Un prêtre de la paroisse près de Kottayam trouve souvent des personnes âgées profondément endormies sur la véranda de l'église à 4 heures du matin. Déterminés à ne pas manquer la messe de 5h30 du matin, ils sont partis de chez eux à une heure indéterminée après minuit. Quand ils trouvent la porte de l'église fermée, ils s'endorment dans l'attente. Pour ma tante Annamma, qui consacrait chaque jour une décennie du chapelet à devenir un bon chrétien, l'église était comme à la maison. Dans ses derniers jours - elle est morte récemment à l'âge de 87 ans -, elle finissait au confessionnal, puis se retournait pour demander à son fils à voix basse si elle avait manqué un péché, au grand amusement des autres, car sa mémoire était restée parfaite. Le prêtre souriait et répondait que sa confession ferait plus que faire. Il ajoutait souvent qu'elle pourrait en garder pour le prochain!

Les fêtes paroissiales annuelles attirent toujours de grandes foules, de nombreux chrétiens à l'étranger prenant l'avion pour retourner chez eux. Peu sont mémorables ou enrichissants, cependant, à moins que vous n'aimiez la foule et les feux d'artifice effrayants. L'époque de mon enfance était révolue lorsque nous, garçons, avons posé une statue de Saint-Sébastien sur nos épaules et l'avons emmenée dans le dédale de sentiers de village au crépuscule. Dans chacune des maisons visitées, le prêtre entonnait les prières d'une voix calme, le sacristain faisant sonner sa petite cloche à intervalles réguliers. La fumée du brûleur d'encens se balançait dans la brise. Les maisons hindoues nous ont accueillis avec des bougies allumées à leurs portes. Saint Sébastien, frappé de flèches et collé à une souche d’arbre, jeta toutes ses bénédictions sur lui alors qu’il chassait la maladie et la maladie.

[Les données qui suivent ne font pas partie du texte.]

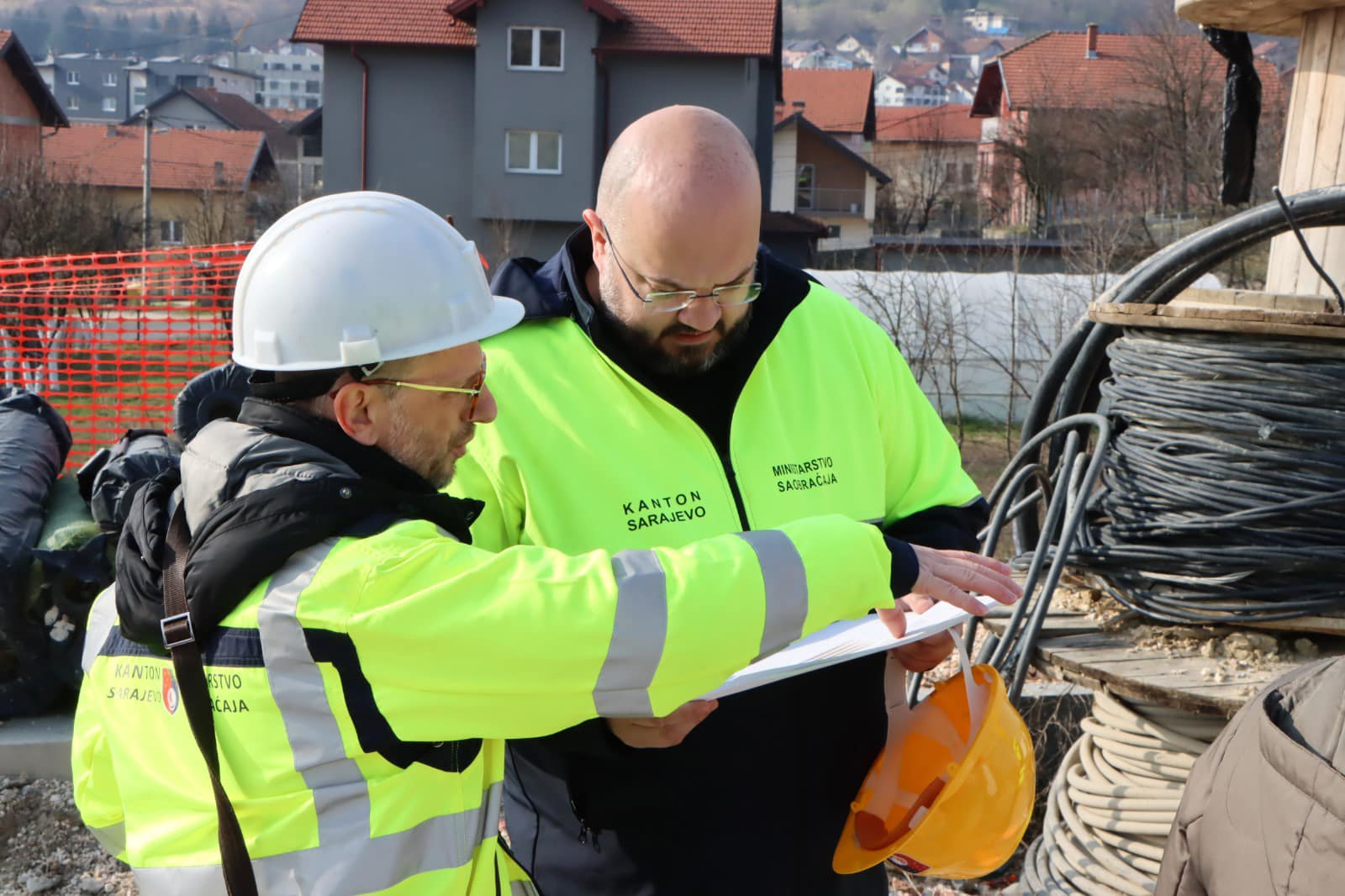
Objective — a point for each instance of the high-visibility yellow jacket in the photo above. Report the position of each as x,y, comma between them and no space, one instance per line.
362,689
814,412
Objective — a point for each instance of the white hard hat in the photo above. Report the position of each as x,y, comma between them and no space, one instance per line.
356,279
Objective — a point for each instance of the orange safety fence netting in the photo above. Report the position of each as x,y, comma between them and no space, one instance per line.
111,340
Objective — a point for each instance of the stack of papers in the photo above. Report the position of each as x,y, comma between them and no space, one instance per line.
841,642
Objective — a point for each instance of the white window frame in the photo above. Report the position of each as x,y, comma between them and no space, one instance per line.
531,152
174,229
537,49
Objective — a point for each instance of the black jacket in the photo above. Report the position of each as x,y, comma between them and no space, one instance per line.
755,798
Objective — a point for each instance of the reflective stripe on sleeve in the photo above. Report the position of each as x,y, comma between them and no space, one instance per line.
98,627
786,588
113,837
347,869
639,633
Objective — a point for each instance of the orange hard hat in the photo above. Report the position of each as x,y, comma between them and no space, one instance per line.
952,790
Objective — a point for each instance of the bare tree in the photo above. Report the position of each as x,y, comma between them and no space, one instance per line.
932,326
42,215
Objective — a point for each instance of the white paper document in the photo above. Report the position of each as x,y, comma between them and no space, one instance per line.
841,642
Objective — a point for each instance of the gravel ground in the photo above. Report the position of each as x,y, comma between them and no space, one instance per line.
46,849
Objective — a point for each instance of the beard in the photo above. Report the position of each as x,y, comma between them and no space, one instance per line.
674,361
423,451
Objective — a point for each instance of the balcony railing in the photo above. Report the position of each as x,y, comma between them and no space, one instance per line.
831,199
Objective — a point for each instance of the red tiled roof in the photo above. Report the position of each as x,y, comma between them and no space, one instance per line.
912,69
424,24
701,27
1052,71
704,27
833,98
932,124
288,116
179,159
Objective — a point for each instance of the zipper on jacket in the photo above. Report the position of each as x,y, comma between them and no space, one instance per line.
733,488
585,830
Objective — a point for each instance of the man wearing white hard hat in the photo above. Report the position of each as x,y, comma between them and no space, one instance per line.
304,673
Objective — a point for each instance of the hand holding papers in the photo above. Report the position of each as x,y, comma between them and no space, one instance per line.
842,642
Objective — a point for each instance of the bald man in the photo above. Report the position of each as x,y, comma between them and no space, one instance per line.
683,382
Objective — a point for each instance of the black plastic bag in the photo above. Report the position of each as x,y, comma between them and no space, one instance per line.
112,477
34,444
1242,113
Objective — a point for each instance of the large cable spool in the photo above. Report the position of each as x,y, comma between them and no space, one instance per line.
1223,495
1114,799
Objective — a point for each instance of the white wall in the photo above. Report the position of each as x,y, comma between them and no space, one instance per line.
784,168
961,331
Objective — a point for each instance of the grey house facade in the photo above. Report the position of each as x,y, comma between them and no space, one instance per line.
87,87
92,87
498,113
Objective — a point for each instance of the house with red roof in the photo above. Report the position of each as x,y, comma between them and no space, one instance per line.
931,156
501,112
1123,119
210,109
26,103
824,136
206,186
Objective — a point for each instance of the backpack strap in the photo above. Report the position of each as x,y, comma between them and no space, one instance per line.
190,670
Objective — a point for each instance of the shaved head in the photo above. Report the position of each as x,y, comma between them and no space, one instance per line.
678,210
677,159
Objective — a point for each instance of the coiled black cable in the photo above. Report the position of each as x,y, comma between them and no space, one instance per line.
1224,494
1071,380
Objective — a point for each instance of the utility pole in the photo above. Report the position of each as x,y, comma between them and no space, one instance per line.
145,199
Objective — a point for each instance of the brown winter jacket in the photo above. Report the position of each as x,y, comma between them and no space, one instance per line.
1264,808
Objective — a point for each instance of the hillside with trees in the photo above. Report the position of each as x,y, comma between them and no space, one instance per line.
147,27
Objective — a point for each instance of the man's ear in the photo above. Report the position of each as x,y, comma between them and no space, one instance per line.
598,235
353,405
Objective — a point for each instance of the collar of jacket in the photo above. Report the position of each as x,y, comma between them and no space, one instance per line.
256,492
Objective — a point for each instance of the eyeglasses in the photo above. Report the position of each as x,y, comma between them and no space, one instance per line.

L'un de mes souvenirs les plus durables de mon enfance a été le chant du Kyrie à la messe du père Lawrence. Lors de notre assemblée pour le service, des trous dans le toit de chaume en feuilles de palmes de l'église ont laissé pénétrer des rayons de soleil qui ont dansé sur nous, enfants. Un jeune homme servait de choeur à une personne, pompant le soufflet d'un harmonium d'une main, les doigts de l'autre courant le long des touches. Lawrence se tenait devant l'autel de fortune, un vieux bureau en bois recouvert d'un drap blanc déchiré, murmurant les prières. Puis il a commencé à chanter Kyrie Eleison, sa mélodie insondable déchirant même nos cœurs malicieux et ennuyés. Le musicien, que nous aimions tous, prenait le choeur du prêtre, sa voix nous élevant tous, semblait-il, au seuil de Dieu, les clés de l'harmonium montant et descendant sous ses doigts et le soufflet s'ouvrant et se pliant dans un rythme fluide . Bien que des décennies se soient écoulées, je récapitule toujours la mélodie de la prière et me renvoie à ces moments de magie. Ce n'est que récemment que j'ai découvert que «Kyrie Eleison» signifiait «Seigneur, aie pitié de». Les mots étaient grecs et non latins et ont précédé Jésus lui-même de plusieurs millénaires.